Now when I try to replicate the same process for the inverse map estimation using the tutorial example on Gumbel distribution, I get an error:
import TransportMaps.Distributions as DIST
class GumbelDistribution(DIST.Distribution):
def __init__(self, mu, beta):
super(GumbelDistribution,self).__init__(1)
self.mu = mu
self.beta = beta
self.dist = stats.gumbel_r(loc=mu, scale=beta)
def pdf(self, x, params=None):
return self.dist.pdf(x).flatten()
def quadrature(self, qtype, qparams, *args, **kwargs):
if qtype == 0: # Monte-Carlo
x = self.dist.rvs(qparams)[:,np.newaxis]
w = np.ones(qparams)/float(qparams)
else: raise ValueError("Quadrature not defined")
return (x, w)
mu = 3.
beta = 4.
pi = GumbelDistribution(mu,beta)
x, w = pi.quadrature(0, 5000)
# linear adjustment
xmax = np.max(x)
xmin = np.min(x)
a = np.array([ 4*(xmin+xmax)/(xmin-xmax) ])

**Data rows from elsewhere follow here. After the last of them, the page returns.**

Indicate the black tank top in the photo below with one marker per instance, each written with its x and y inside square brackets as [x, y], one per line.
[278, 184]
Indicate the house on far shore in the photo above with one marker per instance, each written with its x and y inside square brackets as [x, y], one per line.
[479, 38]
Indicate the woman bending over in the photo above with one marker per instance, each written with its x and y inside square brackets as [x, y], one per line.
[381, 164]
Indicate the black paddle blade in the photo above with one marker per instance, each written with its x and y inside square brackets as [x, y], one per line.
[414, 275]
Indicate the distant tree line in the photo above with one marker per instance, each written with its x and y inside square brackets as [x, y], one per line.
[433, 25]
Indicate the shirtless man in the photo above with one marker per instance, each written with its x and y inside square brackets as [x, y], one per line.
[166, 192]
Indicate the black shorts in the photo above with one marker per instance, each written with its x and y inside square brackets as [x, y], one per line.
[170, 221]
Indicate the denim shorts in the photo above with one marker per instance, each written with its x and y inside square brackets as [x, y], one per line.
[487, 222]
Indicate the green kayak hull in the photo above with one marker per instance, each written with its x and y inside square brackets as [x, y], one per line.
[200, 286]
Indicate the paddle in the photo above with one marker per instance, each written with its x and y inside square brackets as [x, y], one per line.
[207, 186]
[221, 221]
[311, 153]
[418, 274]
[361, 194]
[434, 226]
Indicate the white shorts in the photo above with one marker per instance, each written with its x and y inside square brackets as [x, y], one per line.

b = np.array([ 8./(xmax-xmin) ])
L = MAPS.FrozenLinearDiagonalTransportMap(a,b)
S = TM.Default_IsotropicIntegratedSquaredTriangularTransportMap(
1, 3, 'total')
rho = DIST.StandardNormalDistribution(1)
push_L_pi = DIST.PushForwardTransportMapDistribution(L, pi)
push_SL_pi = DIST.PushForwardTransportMapDistribution(
S, push_L_pi)
# Start pool of processes
nprocs = 2
mpi_pool = TM.get_mpi_pool()
mpi_pool.start(nprocs)
# Solve and sample
try:
qtype = 0 # Monte-Carlo quadratures from pi
qparams = 500 # Number of MC points
reg = None # No regularization
tol = 1e-3 # Optimization tolerance
ders = 2 # Use gradient and Hessian
log = push_SL_pi.minimize_kl_divergence(
rho, qtype=qtype, qparams=qparams, regularization=reg,
tol=tol, ders=ders,mpi_pool=mpi_pool)
finally:
mpi_pool.stop()
SL = MAPS.CompositeMap(S,L)
pull_SL_rho = DIST.PullBackTransportMapDistribution(SL, rho)
log
---------------------------------------------------------------------------
TypeError Traceback (most recent call last)

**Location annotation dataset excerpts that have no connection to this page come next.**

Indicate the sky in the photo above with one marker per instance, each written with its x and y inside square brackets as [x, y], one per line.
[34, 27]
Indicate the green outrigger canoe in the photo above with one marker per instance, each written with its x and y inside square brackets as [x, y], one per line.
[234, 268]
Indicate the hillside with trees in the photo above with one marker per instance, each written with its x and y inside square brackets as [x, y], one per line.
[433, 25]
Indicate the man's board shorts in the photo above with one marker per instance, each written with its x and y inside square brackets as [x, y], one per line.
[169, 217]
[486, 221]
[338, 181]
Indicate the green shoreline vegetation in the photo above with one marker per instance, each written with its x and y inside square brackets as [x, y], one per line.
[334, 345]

<ipython-input-15-d1561f88f5fc> in <module>
54 log = push_SL_pi.minimize_kl_divergence(
55 rho, qtype=qtype, qparams=qparams, regularization=reg,
---> 56 tol=tol, ders=ders,mpi_pool=mpi_pool)
57
58 finally:
~/anaconda3/lib/python3.7/site-packages/TransportMaps/Distributions/TransportMapDistributions.py in minimize_kl_divergence(self, tar, qtype, qparams, parbase, partar, x0, regularization, tol, maxit, ders, fungrad, hessact, batch_size, mpi_pool, grad_check, hess_check)

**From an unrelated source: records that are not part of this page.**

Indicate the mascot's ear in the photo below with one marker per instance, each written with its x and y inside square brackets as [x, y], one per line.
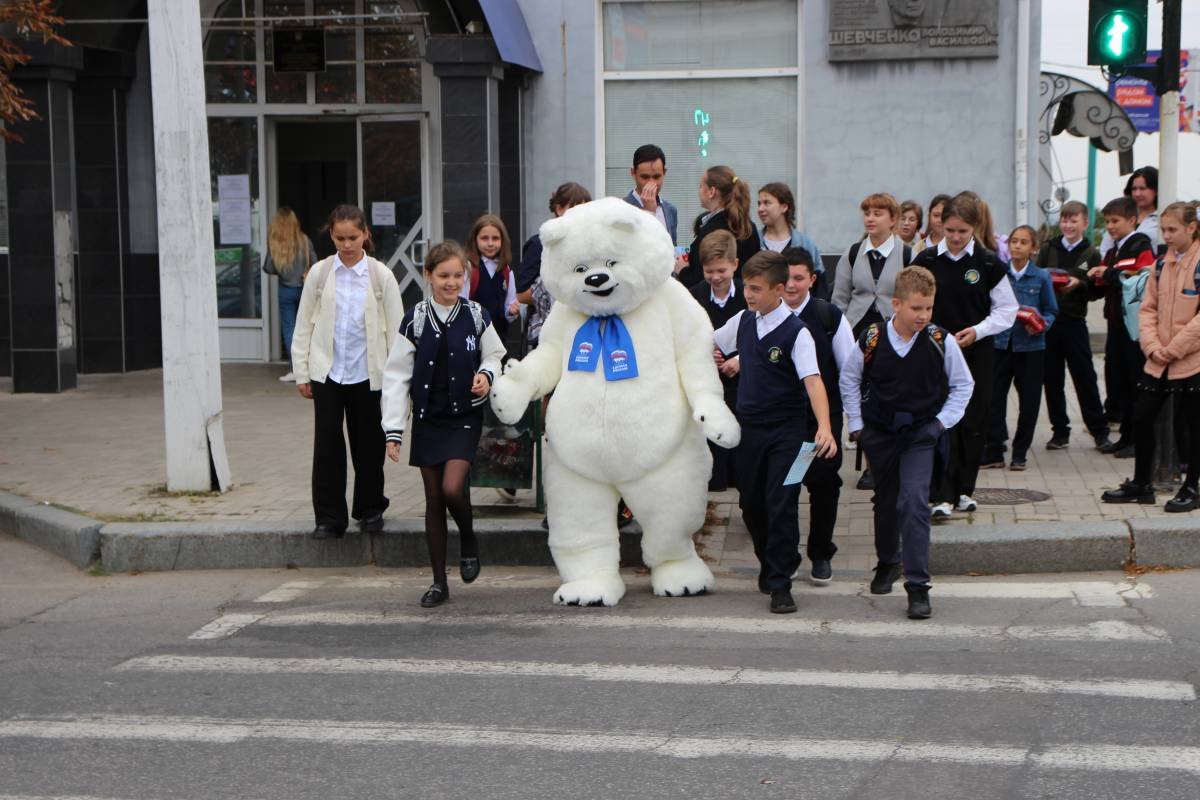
[552, 232]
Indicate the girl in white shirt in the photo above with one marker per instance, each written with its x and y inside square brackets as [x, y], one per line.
[441, 368]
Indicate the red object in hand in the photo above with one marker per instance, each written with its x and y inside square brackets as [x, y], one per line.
[1030, 317]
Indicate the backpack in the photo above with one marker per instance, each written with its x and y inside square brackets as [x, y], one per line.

525 tol=tol, maxit=maxit, ders=ders, fungrad=fungrad, hessact=hessact,
526 batch_size=batch_size,
--> 527 mpi_pool=mpi_pool, grad_check=grad_check, hess_check=hess_check)
528 return log
529
~/anaconda3/lib/python3.7/site-packages/TransportMaps/Maps/TriangularTransportMapBase.py in minimize_kl_divergence(self, d1, d2, qtype, qparams, x, w, params_d1, params_d2, x0, regularization, tol, maxit, ders, fungrad, hessact, precomp_type, batch_size, mpi_pool, grad_check, hess_check)
1018 print('mpi_pool_list is '+str(mpi_pool_list)) # added by Hassan
1019 for i, (a, avars, batch_size, mpi_pool) in enumerate(zip(
-> 1020 self.approx_list, self.active_vars, batch_size_list, mpi_pool_list)):
1021 f = ProductDistributionParametricPullbackComponentFunction(
1022 a, d2.base_distribution.get_component([i]) )
TypeError: zip argument #4 must support iteration
I print out the argument #4 and get
mpi_pool_list is <mpi_map.misc.MPI_Pool_v2 object at 0x7fa08444b8d0>.
I have tried this for my own data in 2D and 3D, and get the same error.
I have studied the turorial on MPI, but still it is still beyond me to see where this comes from.
Will appreciate if you have suggestions or thoughts.